LEBANON, Mo. (AP) — A suburban Kansas City attorney has been found not guilty of killing her millionaire father and his girlfriend in a vicious attack at their Missouri lake house that prosecutors said was fueled by jealousy, even though jurors said they doubted her innocence.
Susan “Liz” Van Note, 48, of Lee’s Summit, was acquitted Tuesday night of two counts of first-degree murder in the 2010 deaths of 67-year-old William Van Note and 59-year-old Sharon Dickson, The Kansas City Star (http://bit.ly/2kx1VdE ) reports.
Dickson died at the couple’s Lake of the Ozarks vacation house after being stabbed and shot. William Van Note was also stabbed and shot, but he survived and was taken to a Columbia hospital. Prosecutors say Susan Van Note subsequently forged her father’s signature on power of attorney documents so she could authorize his removal from the ventilator that was keeping him alive.
Jury foreman Merri Hess said the panel felt Van Note, who specialized in end-of-life matters, was involved but that they couldn’t convict her on the evidence presented.
“‘Not guilty’ does not mean innocent,” Hess said.
Authorities allege Susan Van Note had filed for bankruptcy and was angry that her father had named Dickson to inherit the bulk of his estate, which had a net worth in 2009 of nearly $8 million. After his death, his daughter assumed the role of the estate’s executor.
Lead prosecutor Kevin Zoellner described Van Note in his closing argument as a “terrible killer” who “used her mouth to tell the hospital to kill” her father. He said a call from Van Note’s cellphone to her home pinged a tower near the crime scene minutes after the attack.
Her attorneys pointed to another man, who has since disappeared, as the killer. No hair, blood, DNA or fibers linked Van Note to the crime scene.
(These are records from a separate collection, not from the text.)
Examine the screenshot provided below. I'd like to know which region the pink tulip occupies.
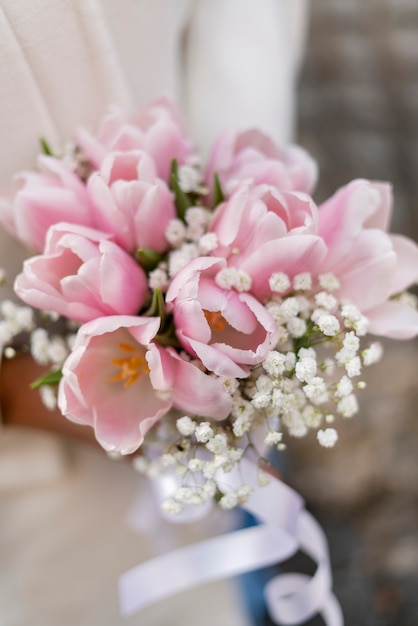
[166,257,277,378]
[210,184,326,301]
[206,129,318,193]
[87,151,176,252]
[77,98,192,181]
[0,156,93,252]
[15,224,147,322]
[58,316,231,454]
[319,180,418,338]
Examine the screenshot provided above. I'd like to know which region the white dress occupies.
[0,0,306,626]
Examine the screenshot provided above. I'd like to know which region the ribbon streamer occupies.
[119,459,344,626]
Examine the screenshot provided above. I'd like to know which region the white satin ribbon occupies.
[119,459,343,626]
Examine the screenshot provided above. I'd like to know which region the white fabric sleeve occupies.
[185,0,307,150]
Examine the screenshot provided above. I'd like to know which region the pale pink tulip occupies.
[0,156,93,252]
[58,316,231,454]
[87,151,176,252]
[206,129,318,193]
[166,257,277,378]
[15,224,148,322]
[319,180,418,338]
[210,184,326,301]
[77,98,192,181]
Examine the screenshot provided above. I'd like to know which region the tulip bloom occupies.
[87,151,176,252]
[205,129,318,193]
[15,224,148,322]
[210,184,326,301]
[0,156,93,252]
[77,98,192,181]
[58,316,231,454]
[319,180,418,339]
[166,257,277,378]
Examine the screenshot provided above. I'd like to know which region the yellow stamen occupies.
[107,343,150,387]
[203,309,227,331]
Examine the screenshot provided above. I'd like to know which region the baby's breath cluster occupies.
[232,272,382,449]
[0,300,76,410]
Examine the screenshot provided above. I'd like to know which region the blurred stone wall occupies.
[288,0,418,626]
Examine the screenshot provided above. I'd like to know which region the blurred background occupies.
[288,0,418,626]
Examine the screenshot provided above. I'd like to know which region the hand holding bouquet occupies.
[0,100,418,620]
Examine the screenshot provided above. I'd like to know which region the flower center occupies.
[107,343,150,387]
[203,309,227,331]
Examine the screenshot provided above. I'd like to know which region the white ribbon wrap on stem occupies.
[119,459,344,626]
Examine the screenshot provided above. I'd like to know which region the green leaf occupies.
[39,137,54,156]
[212,172,225,209]
[31,370,62,389]
[170,159,193,222]
[143,287,166,329]
[136,248,163,272]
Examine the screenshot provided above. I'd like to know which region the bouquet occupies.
[0,100,418,624]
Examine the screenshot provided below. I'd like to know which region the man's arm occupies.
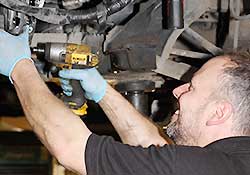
[99,85,169,147]
[11,60,91,174]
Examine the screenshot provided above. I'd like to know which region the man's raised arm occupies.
[0,30,91,174]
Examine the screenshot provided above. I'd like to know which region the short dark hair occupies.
[221,51,250,135]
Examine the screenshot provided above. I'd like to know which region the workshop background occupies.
[0,0,250,175]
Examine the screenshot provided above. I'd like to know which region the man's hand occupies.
[59,68,107,103]
[0,26,31,82]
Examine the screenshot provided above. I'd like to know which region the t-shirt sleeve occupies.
[85,134,176,175]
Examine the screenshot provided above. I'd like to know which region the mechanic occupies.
[0,27,250,175]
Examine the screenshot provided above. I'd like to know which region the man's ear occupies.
[206,101,233,126]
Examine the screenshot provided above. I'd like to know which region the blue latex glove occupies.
[59,68,107,103]
[0,26,31,82]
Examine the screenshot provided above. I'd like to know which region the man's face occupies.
[166,57,228,146]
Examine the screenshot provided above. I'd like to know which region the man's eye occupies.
[188,83,193,91]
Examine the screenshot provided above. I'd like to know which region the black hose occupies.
[0,0,134,25]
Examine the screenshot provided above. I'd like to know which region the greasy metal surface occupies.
[171,48,211,59]
[155,0,217,80]
[183,28,223,56]
[104,71,165,88]
[115,80,155,92]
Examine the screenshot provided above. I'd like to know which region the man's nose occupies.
[173,83,189,99]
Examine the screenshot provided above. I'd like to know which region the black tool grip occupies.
[63,80,87,110]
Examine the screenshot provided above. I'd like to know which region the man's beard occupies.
[165,120,180,143]
[165,118,194,146]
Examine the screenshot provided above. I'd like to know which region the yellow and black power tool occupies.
[32,43,99,116]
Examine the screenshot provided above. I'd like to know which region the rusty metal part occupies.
[171,48,212,59]
[104,71,165,88]
[154,0,220,81]
[182,28,223,56]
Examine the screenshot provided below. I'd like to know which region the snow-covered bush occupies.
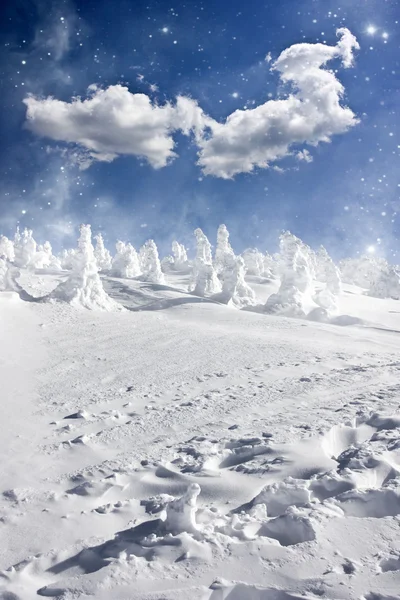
[111,241,141,279]
[241,248,264,277]
[189,229,221,296]
[140,240,165,284]
[94,233,112,271]
[160,254,176,273]
[0,235,15,262]
[217,256,256,308]
[194,227,212,265]
[265,231,312,317]
[49,225,122,311]
[14,229,37,267]
[214,225,235,275]
[262,252,279,279]
[172,240,189,270]
[368,266,400,300]
[192,258,221,297]
[59,248,77,271]
[31,242,61,271]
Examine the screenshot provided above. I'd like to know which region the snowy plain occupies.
[0,270,400,600]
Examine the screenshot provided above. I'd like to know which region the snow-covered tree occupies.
[368,266,400,300]
[0,235,15,262]
[0,258,7,291]
[242,248,265,277]
[59,248,77,271]
[218,256,256,308]
[94,233,112,271]
[160,254,176,273]
[265,231,312,316]
[49,225,122,311]
[214,225,235,275]
[172,240,188,270]
[189,229,221,296]
[14,229,37,267]
[31,242,61,271]
[191,258,221,297]
[111,241,141,279]
[194,227,212,265]
[140,240,165,284]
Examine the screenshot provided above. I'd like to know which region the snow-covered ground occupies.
[0,270,400,600]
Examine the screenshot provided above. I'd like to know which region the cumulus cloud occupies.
[24,28,359,179]
[24,85,207,169]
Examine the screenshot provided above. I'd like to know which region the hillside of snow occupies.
[0,226,400,600]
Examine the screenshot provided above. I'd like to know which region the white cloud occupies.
[24,28,359,179]
[199,29,358,179]
[295,149,314,162]
[24,85,207,168]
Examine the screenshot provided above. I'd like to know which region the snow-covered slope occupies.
[0,270,400,600]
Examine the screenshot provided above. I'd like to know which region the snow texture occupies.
[0,225,400,600]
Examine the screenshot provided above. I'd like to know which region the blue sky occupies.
[0,0,400,262]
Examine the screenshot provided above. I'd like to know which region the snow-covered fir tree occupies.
[111,240,141,279]
[265,231,312,317]
[214,225,235,275]
[0,235,15,262]
[14,229,37,268]
[241,248,265,277]
[94,233,112,271]
[49,225,122,311]
[172,240,189,270]
[140,240,165,284]
[59,248,77,271]
[191,258,221,297]
[189,228,221,296]
[218,256,256,308]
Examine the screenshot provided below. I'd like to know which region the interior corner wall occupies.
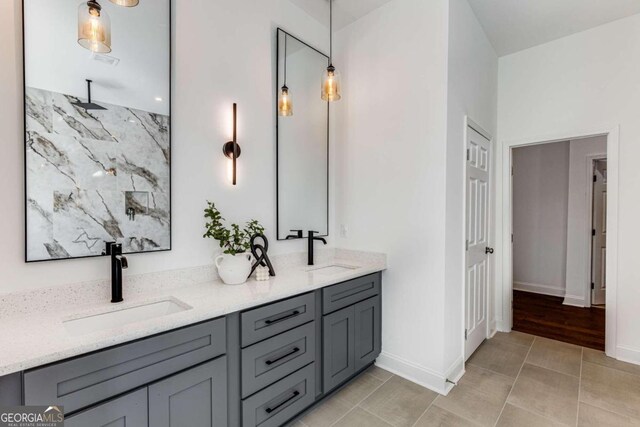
[512,141,570,297]
[334,0,448,391]
[443,0,498,371]
[0,0,334,294]
[498,11,640,364]
[565,136,607,307]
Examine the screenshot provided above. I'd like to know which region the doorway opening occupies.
[511,136,607,350]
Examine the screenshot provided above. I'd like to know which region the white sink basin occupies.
[62,299,191,335]
[307,264,359,276]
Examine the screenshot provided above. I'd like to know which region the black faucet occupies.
[286,230,302,240]
[307,230,327,265]
[103,242,129,303]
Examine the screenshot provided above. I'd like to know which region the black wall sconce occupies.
[222,102,241,185]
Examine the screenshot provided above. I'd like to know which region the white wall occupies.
[564,136,607,307]
[0,0,328,293]
[512,141,570,296]
[334,0,448,389]
[498,15,640,363]
[443,0,498,374]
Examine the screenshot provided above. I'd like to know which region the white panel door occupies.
[465,127,493,359]
[591,160,607,305]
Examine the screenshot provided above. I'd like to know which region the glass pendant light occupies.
[109,0,140,7]
[78,0,111,53]
[278,33,293,117]
[322,0,342,102]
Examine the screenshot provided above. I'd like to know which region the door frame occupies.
[584,155,609,307]
[495,125,620,358]
[460,115,499,363]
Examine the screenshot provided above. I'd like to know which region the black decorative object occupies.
[249,234,276,277]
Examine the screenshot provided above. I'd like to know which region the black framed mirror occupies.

Susan Van Note’s mother, Barbara Van Note, told investigators that her daughter was home in Lee’s Summit when the killings happened 119 miles away in Sunrise Beach. Barbara Van Note went to prison in 2005 for forging her own mother’s name to a power of attorney, and she was ordered to repay $108,000 to a trust fund.
The trial initially was to have been in June 2015, but a mistrial was declared. A second attempt at the proceedings two months later ended when Susan Van Note’s lawyers challenged the admissibility of cellphone evidence.
Dickson’s son, Andrew Dickson, has a wrongful death case pending against Susan Van Note.